Já estão fora do ar os sites da Televisión Pública, da Radio Nacional e de todas as suas emissoras afiliadas, além do canal educativo Encuentro e do canal infantil Paka Paka. Ao acessar os endereços na internet, o público depara com a mensagem “Site em reconstrução”.
‘Propaganda do kirchnerismo’
Desde que tomou posse como presidente do país, em dezembro de 2023, Milei passou a defender um projeto de privatização dos meios de comunicação estatais. Ele acusa esses veículos de serem um “instrumento de propaganda e doutrinação vinculado ao kirchnerismo”.

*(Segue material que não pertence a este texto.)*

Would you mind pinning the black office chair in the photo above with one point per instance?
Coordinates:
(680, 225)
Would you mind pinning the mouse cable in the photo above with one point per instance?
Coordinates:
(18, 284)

Em nota, o Sindicato de Imprensa de Buenos Aires (Sipreba) disse rejeitar “o silenciamento das redes sociais de ambos os meios de comunicação (Radio Nacional e Televisión Pública). O grupo acusou a medida de “censura e intimidação que se soma ao silenciamento da Télam”, a principal agência de notícias do governo.
A medida desta semana também cancelou os noticiários de fim de semana da tradicional Televisión Pública, que atua em rede nacional desde 1951.